Compare a finely coped inside corner to a gappy one. When you look at a shoddy corner you either:
- think it looks sloppy or
- take out your caulk gun and (if the baseboard is painted) start thinking about dreaded painting.
If it is stained baseboard you are stuck with option #1 or get a new piece and try out your skills with the following directions.
Tools needed for this project:
- Miter saw
- Quick-grip clamps or C clamps
- Jigsaw or coping saw
- Dremel, assorted shaped files (I recommend at least one flat, circular and triangular), or 100 grit sandpaper
Start off right by coping against a perfectly level, secured perpendicular butted end.
Before you start make sure butted edge baseboard you are coping against is true. Normally drywall is hung horizontally so the bottom edge curves inwards towards the wall.
When baseboard is attached a nail gun can make a baseboard suck into that void. A small shim or a protruding drywall screw set at the level point will keep the baseboard true. This way you are not accounting for an angle, with this particular baseboard, on the bottom three inches where it is supposed to be coped straight. Not only is a angled baseboard harder to cope, you’ll have a gap at the top of the baseboard.
Make a 45 degree angle cut.
Pull out your chop saw and set it at a 45-degree angle.
Next, cut where the outside edge is shorter than the backside edge.
That beautiful curvy white edge is the secret to making a precise cope.
Why?
The result of the angle cut is the EXACT line you want to cut along with a jigsaw or a coping saw.
You don’t have to mark it if it is easy enough to see, like it is on this pre primed MDF baseboard. If is more difficult, like on a stained wood, pinpoint the edge with pencil. Make that edge easy to see and pencil is easy enough to wipe off later if there is any excess.
Start coping.
You don’t want to just make the final cut perpendicular. It should be angled slightly backwards a few degrees so that the length of the board is right on the coped edge.
The one place you DO want a perpendicular cut is along the top edge where the coped edge meets the butted piece.
Next break out your tool of choice: a jigsaw or a coping saw. You may enjoy wielding a power tool, making quick work of the cut. However a coping saw–which is manually powered–is much more forgiving when you are first starting out on this project.
The one exception to this step: you already have your miter saw out–adjust it back to a 20 degree angle or so and use it to cope the straight part of the base.
Depending on the curve on the baseboard you may not be able to cope the line in one effort. You don’t want to manhandle the coping blade by bending it. Instead, back it out and approach it from a different angle.
Dry fit the cope.
The coped edge may need small adjustments. If it is just a hair too long you can easily break out file, a dremel (DAMN CAREFULLY!), or some 100 grit sandpaper.

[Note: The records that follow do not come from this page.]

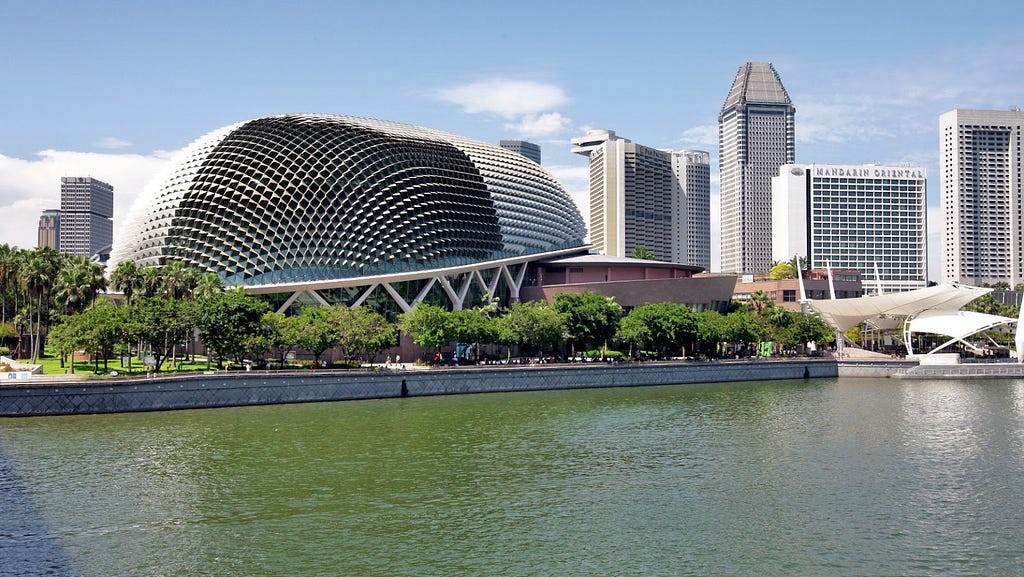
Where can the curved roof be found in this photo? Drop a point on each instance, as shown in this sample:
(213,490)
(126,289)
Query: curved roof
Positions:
(960,324)
(596,259)
(303,198)
(846,313)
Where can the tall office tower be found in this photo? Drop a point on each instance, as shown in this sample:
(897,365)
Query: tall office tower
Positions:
(528,150)
(692,170)
(49,229)
(865,217)
(86,215)
(756,136)
(981,200)
(641,197)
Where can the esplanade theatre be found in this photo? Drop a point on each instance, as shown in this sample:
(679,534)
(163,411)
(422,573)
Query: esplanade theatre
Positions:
(322,209)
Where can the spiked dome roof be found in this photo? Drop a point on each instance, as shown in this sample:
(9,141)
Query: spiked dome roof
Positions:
(757,83)
(301,198)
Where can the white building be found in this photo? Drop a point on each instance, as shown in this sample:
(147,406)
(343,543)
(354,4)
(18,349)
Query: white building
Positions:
(645,197)
(981,163)
(866,217)
(756,136)
(86,216)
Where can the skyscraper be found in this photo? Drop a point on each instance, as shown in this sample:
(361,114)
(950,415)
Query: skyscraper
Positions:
(649,198)
(528,150)
(86,215)
(981,200)
(756,136)
(864,217)
(692,171)
(49,229)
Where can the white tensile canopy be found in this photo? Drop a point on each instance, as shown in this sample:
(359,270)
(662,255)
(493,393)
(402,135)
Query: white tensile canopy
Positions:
(932,310)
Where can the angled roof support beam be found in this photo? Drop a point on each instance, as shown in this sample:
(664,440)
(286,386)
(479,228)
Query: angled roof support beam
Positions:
(423,292)
(290,300)
(318,298)
(406,307)
(456,300)
(366,294)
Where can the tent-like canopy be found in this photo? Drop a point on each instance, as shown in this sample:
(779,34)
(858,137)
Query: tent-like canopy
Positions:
(846,313)
(957,325)
(934,310)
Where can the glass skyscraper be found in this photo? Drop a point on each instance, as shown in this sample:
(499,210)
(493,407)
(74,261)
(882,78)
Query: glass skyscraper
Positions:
(86,216)
(756,136)
(981,162)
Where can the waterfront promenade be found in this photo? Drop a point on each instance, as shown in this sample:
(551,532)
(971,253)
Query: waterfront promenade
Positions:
(268,387)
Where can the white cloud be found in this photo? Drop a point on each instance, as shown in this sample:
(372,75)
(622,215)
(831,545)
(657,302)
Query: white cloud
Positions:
(508,98)
(543,125)
(112,142)
(700,136)
(837,122)
(32,186)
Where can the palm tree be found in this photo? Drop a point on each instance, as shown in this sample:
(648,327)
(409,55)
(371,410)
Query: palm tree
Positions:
(208,285)
(73,289)
(37,276)
(800,264)
(126,278)
(152,281)
(177,279)
(9,259)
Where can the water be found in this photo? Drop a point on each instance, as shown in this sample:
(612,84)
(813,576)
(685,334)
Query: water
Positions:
(828,477)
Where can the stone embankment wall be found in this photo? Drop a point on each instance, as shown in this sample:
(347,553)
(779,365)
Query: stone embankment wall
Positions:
(228,389)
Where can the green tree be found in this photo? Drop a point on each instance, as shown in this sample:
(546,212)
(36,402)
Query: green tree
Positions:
(534,325)
(228,321)
(806,328)
(37,276)
(591,319)
(283,334)
(664,327)
(428,325)
(739,328)
(76,285)
(10,259)
(317,330)
(473,326)
(800,264)
(365,331)
(985,303)
(711,327)
(157,323)
(208,285)
(66,338)
(643,253)
(127,279)
(782,271)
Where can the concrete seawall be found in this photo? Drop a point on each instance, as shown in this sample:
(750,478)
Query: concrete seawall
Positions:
(230,389)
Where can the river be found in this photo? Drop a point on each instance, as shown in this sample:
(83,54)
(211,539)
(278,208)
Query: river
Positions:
(822,477)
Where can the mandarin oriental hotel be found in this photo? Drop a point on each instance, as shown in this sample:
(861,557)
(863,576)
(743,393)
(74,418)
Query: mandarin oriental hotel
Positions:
(866,217)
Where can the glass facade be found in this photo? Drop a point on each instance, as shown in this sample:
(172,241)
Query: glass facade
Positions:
(304,198)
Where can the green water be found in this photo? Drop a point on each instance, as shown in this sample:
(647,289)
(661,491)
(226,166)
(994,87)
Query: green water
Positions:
(847,477)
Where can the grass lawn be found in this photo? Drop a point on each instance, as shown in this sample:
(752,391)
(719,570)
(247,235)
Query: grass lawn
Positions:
(51,366)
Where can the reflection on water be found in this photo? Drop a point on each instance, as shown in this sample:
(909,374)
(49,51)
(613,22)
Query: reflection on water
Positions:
(849,477)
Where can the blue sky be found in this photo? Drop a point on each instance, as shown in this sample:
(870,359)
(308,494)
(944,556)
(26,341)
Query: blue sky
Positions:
(111,89)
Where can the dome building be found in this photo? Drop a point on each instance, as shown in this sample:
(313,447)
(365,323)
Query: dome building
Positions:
(323,209)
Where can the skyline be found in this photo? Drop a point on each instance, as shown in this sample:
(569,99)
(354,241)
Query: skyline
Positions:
(111,91)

Each file has its own use for straightaways (flat file), curves (circular file), or angular shapes (triangle file).
Trimming down is easy because the leading edge is cut backwards leaving a small surface area at the corner.
Compare this against a miter cut where there is a huge amount of surface area along the cut edge. Small adjustments are easily made on a coped edge in comparison to a miter cut.
If you get a little too carried away with the file or dremel you can always go back to step two and cut another 45 degree angle. This is why you should leave the baseboard a little longer than necessary if you are coping in place and cut the opposite end down to size after your dry fit is complete.
No matter which tool you choose to make the final cope, take some scrap baseboard and practice a few cuts before taking on a larger piece. Or start out on the inside of closets before committing to more obvious locations.
Extra tips.
If you don’t feel too confident about sawing right along the guideline you can always saw a little long then file it down slowly, but surely towards the leading edge.
Don’t get greedy if you opt to use the miter saw to cut the straightaway. You may have noticed in the final picture above, I was attempting to use the miter saw to cut the straight part, stopped the saw, and the saw dipped. Instead, I should have kept the blade moving continuously down and up so that it did not lurch downward, like I did in the good sample photo above.
It really is easy to adjust a coped baseboard. As you can see from the backside view, you only have to file down a little of the leading edge to perfect the joint.
Worst case scenario: if your practice inside corners are becoming your worst nightmare consider going with a simpler style baseboard. A flat 1″ x 4″ baseboard is a classic and modern. Coping is 100% doable with a simple chop of a miter saw.